Da liegt ein Hauch von Vision drin: Das Eintreten für eine gemeinsame europäische Armee greift die Ideen auf, die 1989 und in Folge in der damaligen Europäischen Gemeinschaft angedacht, breit diskutiert und in die Verträge von Amsterdam und Lissabon geschrieben, aber nie konsequent umgesetzt wurden. Europa ist zu unentschlossen, vielleicht auch zu feige, seine Rolle als Weltmacht wahrzunehmen, wie Parlamentspräsident Martin Schulz kürzlich in der "Zeit" beklagt hat.

Die Voraussetzungen wären ja geschaffen. In den europäischen Verträgen ebenso wie mit den zaghaften Versuchen, multinationale Eingreiftruppen zu schaffen. Auch Österreich hat sich ja schon an solchen Battlegroups beteiligt. Eingesetzt wurden sie halt noch nie.
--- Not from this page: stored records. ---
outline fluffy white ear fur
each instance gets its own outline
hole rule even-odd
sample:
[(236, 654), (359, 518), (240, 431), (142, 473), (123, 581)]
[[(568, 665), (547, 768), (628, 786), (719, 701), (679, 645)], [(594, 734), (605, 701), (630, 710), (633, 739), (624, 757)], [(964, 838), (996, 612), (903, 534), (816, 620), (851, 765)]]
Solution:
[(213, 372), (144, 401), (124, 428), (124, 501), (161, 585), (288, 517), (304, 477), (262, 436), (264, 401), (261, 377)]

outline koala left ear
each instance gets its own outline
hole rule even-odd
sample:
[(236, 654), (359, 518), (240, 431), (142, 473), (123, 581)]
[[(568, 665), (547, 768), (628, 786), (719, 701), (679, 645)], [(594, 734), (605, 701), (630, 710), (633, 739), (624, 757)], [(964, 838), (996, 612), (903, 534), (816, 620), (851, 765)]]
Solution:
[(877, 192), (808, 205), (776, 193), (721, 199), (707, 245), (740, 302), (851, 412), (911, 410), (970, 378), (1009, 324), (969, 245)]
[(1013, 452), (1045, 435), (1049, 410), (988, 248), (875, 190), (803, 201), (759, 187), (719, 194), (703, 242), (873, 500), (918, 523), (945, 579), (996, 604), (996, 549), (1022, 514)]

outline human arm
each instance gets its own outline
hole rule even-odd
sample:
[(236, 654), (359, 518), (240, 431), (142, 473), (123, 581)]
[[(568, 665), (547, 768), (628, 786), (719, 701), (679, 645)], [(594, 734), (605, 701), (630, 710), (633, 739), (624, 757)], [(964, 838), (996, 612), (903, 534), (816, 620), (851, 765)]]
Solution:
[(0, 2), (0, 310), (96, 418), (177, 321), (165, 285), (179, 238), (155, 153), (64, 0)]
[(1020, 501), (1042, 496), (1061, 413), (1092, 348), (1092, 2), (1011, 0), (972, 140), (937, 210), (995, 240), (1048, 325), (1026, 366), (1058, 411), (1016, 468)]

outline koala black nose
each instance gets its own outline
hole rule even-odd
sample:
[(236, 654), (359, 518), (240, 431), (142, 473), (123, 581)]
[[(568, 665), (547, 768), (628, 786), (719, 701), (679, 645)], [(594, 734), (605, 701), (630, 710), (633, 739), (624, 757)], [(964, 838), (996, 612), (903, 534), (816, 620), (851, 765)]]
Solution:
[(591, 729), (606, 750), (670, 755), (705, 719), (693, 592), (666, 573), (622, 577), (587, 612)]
Und: Auch Österreich hat – in seinem Verfassungsartikel 23j – alle rechtlichen Voraussetzungen geschaffen, sich an einer Europa-Armee zu beteiligen. Wobei eine komplette Integration laut Artikel 23j, Absatz 4 wohl einer Volksabstimmung bedürfte.

Noch aber ist die Europa-Armee nicht einmal auf dem Papier existent, noch wird sie allenfalls von engagierten Europäern wie dem Kommissionspräsidenten Jean-Claude Juncker als Projekt betrachtet.

Es ist eine Vision, die durchaus Überzeugungskraft gewinnen könnte, wenn man sich ehrlich dazu bekennt: Ein Europa, das seine sicherheitspolitischen Interessen eigenständig und womöglich ohne den großen Bruder USA wahrnehmen kann, das wäre etwas, wofür es sich lohnt, die alten Muster zu verdrängen. Für dieses Europa – und eben nicht für die Nato – könnte Österreich dann auch die ohnehin löchrig gewordene Neutralität aufgeben. Dass die ÖVP das zumindest als Langfristziel im Auge hat, ist eine ehrenwerte Vision – ob sie je umgesetzt wird, ist eine ganz andere Frage. Aber die stellt sich ohnehin bei jedem Parteiprogramm. (Conrad Seidl, derStandard.at, 30.3,2015)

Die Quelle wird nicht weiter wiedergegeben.